わかりにくいですが、先述のように、rhgb quietを削除するだけです。

1
2
3
4
5
6
7
8
9
10
11
12
13
14
15
16
17
18
# grub.conf generated by anaconda
#
# Note that you do not have to rerun grub after making changes to this file
# NOTICE: You have a /boot partition.
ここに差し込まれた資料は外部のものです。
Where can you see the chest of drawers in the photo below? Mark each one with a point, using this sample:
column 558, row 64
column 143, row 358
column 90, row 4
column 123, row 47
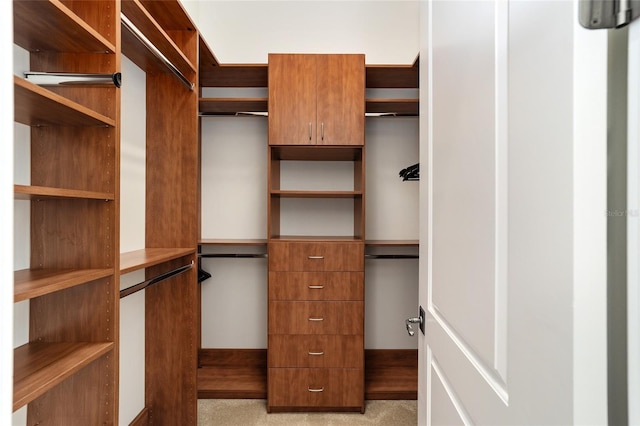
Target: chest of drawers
column 316, row 326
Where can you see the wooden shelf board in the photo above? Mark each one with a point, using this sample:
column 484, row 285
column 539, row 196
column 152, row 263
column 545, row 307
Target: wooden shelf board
column 49, row 25
column 316, row 153
column 40, row 366
column 37, row 106
column 140, row 259
column 392, row 243
column 242, row 373
column 232, row 242
column 147, row 24
column 232, row 382
column 392, row 106
column 315, row 194
column 207, row 58
column 333, row 238
column 30, row 283
column 214, row 106
column 391, row 374
column 26, row 192
column 170, row 14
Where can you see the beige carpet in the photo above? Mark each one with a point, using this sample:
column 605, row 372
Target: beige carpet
column 247, row 412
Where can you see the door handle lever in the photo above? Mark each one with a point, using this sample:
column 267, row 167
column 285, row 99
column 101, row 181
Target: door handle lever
column 414, row 320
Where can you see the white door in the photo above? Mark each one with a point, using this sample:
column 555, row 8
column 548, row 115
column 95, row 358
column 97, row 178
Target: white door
column 633, row 225
column 513, row 227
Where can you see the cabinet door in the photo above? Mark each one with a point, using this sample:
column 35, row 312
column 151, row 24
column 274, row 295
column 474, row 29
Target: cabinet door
column 292, row 99
column 342, row 318
column 341, row 100
column 317, row 351
column 316, row 256
column 316, row 285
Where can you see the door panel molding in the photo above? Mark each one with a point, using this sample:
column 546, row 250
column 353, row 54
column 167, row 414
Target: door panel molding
column 490, row 375
column 442, row 392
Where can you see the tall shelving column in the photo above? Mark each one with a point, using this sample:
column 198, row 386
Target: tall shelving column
column 171, row 218
column 316, row 272
column 67, row 373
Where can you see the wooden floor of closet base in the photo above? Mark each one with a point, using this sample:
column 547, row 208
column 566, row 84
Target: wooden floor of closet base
column 242, row 374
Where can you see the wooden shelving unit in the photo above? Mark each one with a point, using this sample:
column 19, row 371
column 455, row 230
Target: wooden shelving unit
column 39, row 367
column 147, row 23
column 31, row 283
column 67, row 372
column 52, row 26
column 214, row 74
column 171, row 200
column 145, row 258
column 37, row 106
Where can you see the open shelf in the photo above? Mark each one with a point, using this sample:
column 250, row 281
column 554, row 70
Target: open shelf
column 48, row 25
column 392, row 106
column 315, row 194
column 37, row 106
column 26, row 192
column 316, row 153
column 39, row 366
column 133, row 48
column 232, row 242
column 392, row 243
column 140, row 259
column 320, row 238
column 232, row 106
column 391, row 374
column 30, row 283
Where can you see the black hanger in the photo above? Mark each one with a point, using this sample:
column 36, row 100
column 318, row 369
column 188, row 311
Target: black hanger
column 411, row 172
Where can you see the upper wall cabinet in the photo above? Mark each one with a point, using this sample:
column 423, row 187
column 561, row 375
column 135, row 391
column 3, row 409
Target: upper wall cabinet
column 316, row 99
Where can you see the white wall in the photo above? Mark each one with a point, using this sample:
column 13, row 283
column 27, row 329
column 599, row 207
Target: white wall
column 22, row 215
column 6, row 206
column 234, row 163
column 556, row 247
column 246, row 31
column 234, row 184
column 132, row 237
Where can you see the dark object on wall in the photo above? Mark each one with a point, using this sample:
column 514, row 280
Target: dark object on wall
column 203, row 275
column 411, row 172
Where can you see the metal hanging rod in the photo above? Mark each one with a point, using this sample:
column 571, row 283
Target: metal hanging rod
column 391, row 256
column 140, row 36
column 73, row 79
column 147, row 283
column 235, row 255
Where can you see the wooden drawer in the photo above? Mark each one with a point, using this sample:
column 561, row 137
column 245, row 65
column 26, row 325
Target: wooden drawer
column 316, row 317
column 315, row 387
column 316, row 351
column 316, row 256
column 316, row 285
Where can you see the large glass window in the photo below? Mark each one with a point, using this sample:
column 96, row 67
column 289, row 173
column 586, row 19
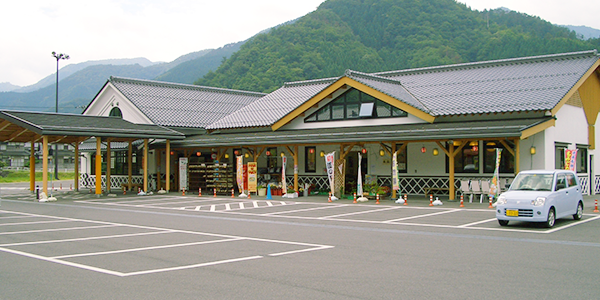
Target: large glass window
column 402, row 158
column 467, row 160
column 507, row 160
column 310, row 159
column 559, row 155
column 581, row 159
column 355, row 104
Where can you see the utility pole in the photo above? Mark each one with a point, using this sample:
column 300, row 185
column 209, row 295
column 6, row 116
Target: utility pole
column 58, row 57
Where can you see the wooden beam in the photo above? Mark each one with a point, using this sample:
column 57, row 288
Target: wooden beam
column 45, row 164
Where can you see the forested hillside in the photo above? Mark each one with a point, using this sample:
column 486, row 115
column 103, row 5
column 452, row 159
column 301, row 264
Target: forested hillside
column 382, row 35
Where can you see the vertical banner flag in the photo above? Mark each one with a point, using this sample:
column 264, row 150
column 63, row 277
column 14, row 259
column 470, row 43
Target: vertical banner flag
column 283, row 183
column 359, row 179
column 570, row 159
column 395, row 181
column 252, row 180
column 329, row 163
column 494, row 186
column 183, row 173
column 240, row 173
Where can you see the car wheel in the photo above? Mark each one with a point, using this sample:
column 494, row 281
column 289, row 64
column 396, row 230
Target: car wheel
column 579, row 213
column 551, row 218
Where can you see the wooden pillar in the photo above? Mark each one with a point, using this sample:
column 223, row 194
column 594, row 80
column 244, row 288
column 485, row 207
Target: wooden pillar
column 452, row 191
column 296, row 168
column 168, row 166
column 98, row 166
column 45, row 164
column 145, row 165
column 76, row 179
column 158, row 181
column 32, row 167
column 108, row 165
column 394, row 193
column 129, row 165
column 517, row 156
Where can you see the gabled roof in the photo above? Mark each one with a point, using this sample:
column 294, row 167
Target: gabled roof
column 182, row 105
column 538, row 83
column 535, row 83
column 272, row 107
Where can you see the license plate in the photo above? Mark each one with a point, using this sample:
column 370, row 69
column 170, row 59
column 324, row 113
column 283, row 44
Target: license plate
column 512, row 213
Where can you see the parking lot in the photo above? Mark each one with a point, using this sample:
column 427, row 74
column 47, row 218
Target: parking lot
column 178, row 246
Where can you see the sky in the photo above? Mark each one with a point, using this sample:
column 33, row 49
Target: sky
column 163, row 30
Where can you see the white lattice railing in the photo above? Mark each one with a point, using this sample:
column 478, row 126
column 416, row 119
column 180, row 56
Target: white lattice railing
column 408, row 185
column 89, row 181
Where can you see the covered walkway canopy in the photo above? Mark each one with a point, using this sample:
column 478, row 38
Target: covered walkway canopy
column 34, row 127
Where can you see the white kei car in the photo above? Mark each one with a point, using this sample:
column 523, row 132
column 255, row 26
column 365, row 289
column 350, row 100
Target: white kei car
column 541, row 196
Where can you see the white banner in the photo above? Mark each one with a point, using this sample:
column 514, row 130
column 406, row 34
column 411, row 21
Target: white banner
column 283, row 184
column 395, row 179
column 494, row 186
column 329, row 163
column 359, row 179
column 240, row 173
column 183, row 173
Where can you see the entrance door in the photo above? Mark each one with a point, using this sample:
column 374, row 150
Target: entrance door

This means that
# all kernel and initrd paths are relative to /boot/, eg.
# root (hd0,0)
# kernel /vmlinuz-version ro root=/dev/mapper/VolGroup-lv_root
# initrd /initrd-[generic-]version.img
#boot=/dev/sda
default=0
timeout=5
splashimage=(hd0,0)/grub/splash.xpm.gz
hiddenmenu
title CentOS 6 (2.6.32-754.el6.x86_64)
root (hd0,0)
- kernel /vmlinuz-2.6.32-754.el6.x86_64 ro root=/dev/mapper/VolGroup-lv_root rd_NO_LUKS LANG=en_US.UTF-8 rd_NO_MD rd_LVM_LV=VolGroup/lv_swap SYSFONT=latarcyrheb-sun16 rd_LVM_LV=VolGroup/lv_root KEYBOARDTYPE=pc KEYTABLE=us rd_NO_DM rhgb quiet
+ kernel /vmlinuz-2.6.32-754.el6.x86_64 ro root=/dev/mapper/VolGroup-lv_root rd_NO_LUKS LANG=en_US.UTF-8 rd_NO_MD rd_LVM_LV=VolGroup/lv_swap SYSFONT=latarcyrheb-sun16 rd_LVM_LV=VolGroup/lv_root KEYBOARDTYPE=pc KEYTABLE=us rd_NO_DM
initrd /initramfs-2.6.32-754.el6.x86_64.img

これで設定が永続化されます。

ただし、これらを行っても、たまに起動に失敗することがあります。
その時はリセットボタンで再度ブートをやり直します。